Interestingly, mice lacking LepRb in DA neurons display an anxiogenic phenotype, consistent with changes in DA function distinct from those attributable to alterations in NAc-mediated reward.32 Indeed, tracing specifically from VTA LepRb neurons (approximately 75% of which are DA neurons) revealed their dense innervation of the central nucleus of the amygdala (CeA) and associated structures, but few projections to the NAc.33 The CeA plays a crucial role in aversive learning and anxiety-like behaviors.34 Collectively, these data are consistent with the notion that direct leptin action on VTA DA neurons controls CeA-mediated anxiety-related behaviors. The existence of such a system makes teleological sense, since the increased foraging activity that is stimulated by negative energy balance/low leptin exposes animals to the increased risk of predation, requiring increased anxiety/vigilance to ensure survival.

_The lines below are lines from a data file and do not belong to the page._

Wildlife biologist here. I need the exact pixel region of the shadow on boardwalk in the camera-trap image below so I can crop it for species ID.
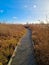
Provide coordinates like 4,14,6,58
8,29,36,65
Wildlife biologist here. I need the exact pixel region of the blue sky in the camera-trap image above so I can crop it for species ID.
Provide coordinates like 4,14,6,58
0,0,49,23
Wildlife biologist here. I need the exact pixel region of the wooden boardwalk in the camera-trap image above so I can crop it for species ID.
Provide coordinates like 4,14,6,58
8,29,36,65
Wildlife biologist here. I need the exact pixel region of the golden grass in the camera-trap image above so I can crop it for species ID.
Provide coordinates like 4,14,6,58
0,24,26,65
30,24,49,65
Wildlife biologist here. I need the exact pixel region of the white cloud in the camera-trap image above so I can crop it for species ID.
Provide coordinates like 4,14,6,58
0,10,4,13
12,16,17,19
24,5,28,8
33,5,37,8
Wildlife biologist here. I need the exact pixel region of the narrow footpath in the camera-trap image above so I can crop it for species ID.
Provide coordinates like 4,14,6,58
10,29,36,65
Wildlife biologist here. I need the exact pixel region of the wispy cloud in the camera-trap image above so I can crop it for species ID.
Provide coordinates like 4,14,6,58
33,5,37,8
24,5,28,8
0,10,4,13
12,16,17,19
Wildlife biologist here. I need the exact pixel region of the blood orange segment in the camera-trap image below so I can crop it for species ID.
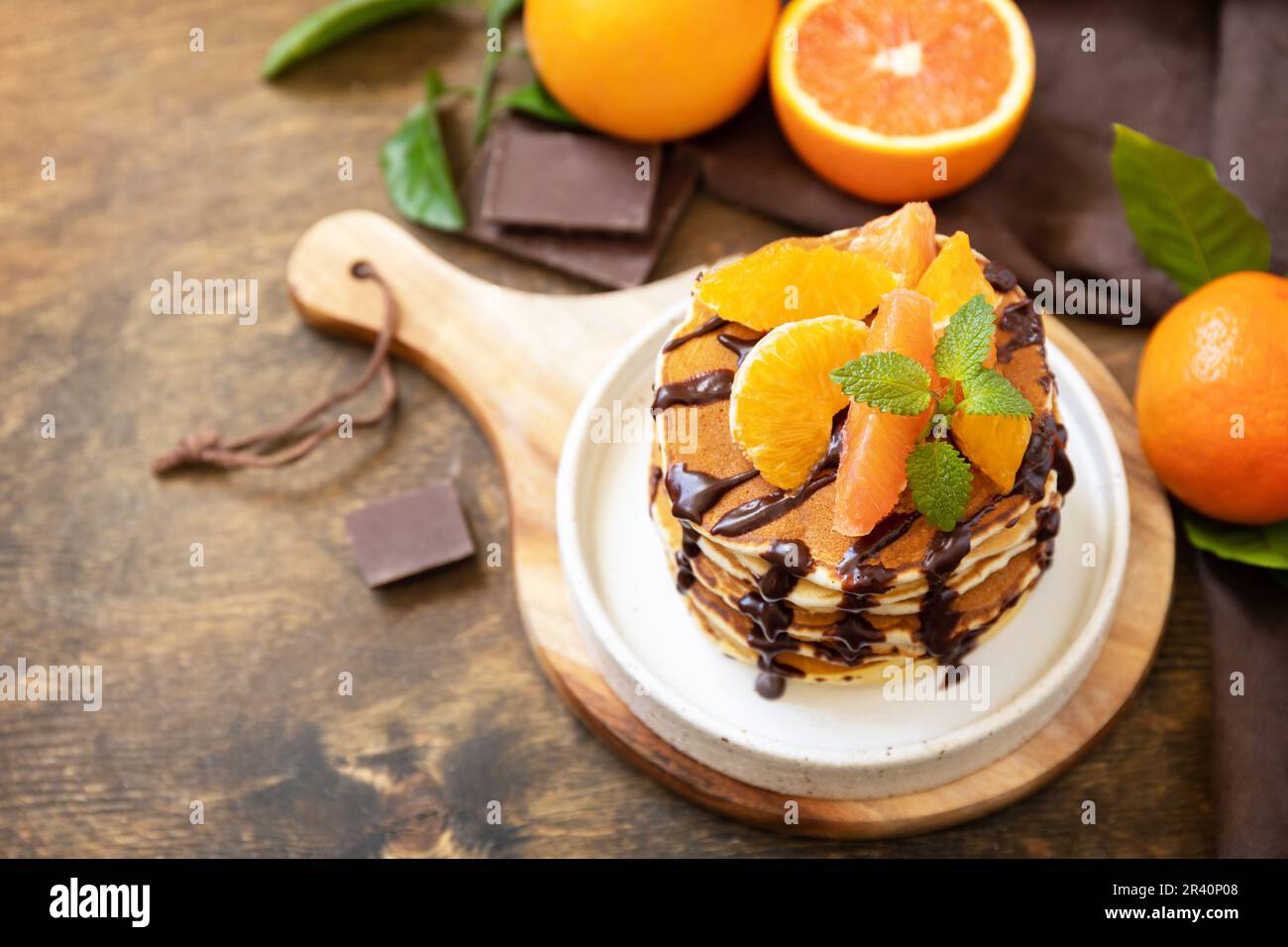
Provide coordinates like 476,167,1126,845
729,316,868,489
832,290,935,536
917,231,1001,329
850,201,936,288
698,237,896,332
952,408,1033,493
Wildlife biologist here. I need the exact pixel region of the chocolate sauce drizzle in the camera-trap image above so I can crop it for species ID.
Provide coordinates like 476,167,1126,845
756,540,814,601
662,316,729,352
653,368,733,415
984,261,1019,292
666,464,756,523
653,270,1074,699
997,299,1046,364
711,408,845,536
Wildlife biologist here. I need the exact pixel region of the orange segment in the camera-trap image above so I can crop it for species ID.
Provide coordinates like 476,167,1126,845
832,290,935,536
729,316,868,489
952,408,1033,493
698,237,896,332
769,0,1034,204
917,231,1001,327
849,201,936,288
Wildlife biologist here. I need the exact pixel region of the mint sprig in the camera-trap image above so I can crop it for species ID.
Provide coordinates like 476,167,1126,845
828,352,930,415
829,292,1033,530
957,368,1033,417
935,292,995,381
905,441,973,530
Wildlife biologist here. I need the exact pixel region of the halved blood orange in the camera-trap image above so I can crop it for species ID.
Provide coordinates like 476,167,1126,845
697,237,896,332
769,0,1034,204
832,290,935,536
849,201,937,288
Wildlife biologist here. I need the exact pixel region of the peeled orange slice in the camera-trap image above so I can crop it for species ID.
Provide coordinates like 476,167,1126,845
698,237,896,332
952,410,1033,493
917,231,1001,327
849,201,936,288
729,316,868,489
832,290,935,536
769,0,1034,204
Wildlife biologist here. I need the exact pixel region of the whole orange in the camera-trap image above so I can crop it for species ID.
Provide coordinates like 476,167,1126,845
523,0,778,142
769,0,1035,204
1136,271,1288,523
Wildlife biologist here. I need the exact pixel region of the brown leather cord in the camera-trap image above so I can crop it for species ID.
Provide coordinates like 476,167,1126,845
152,263,399,475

In contrast to the lack of effect of LepRb ablation from DA neurons on energy balance, acute VTA leptin administration decreases food intake and interference with leptin action in all VTA LepRb neurons promotes reward-driven feeding.35 Since not all VTA LepRb neurons contain DA (approximately 25% contain GABA), non-DA LepRb cells in the VTA might participate in controlling reward in response to leptin. The responses observed to pan-VTA LepRb modulation do not approach the full effect of systemic leptin on MLDA function and motivation, however, implying that leptin must regulate most aspects of MLDA function via a different pathway.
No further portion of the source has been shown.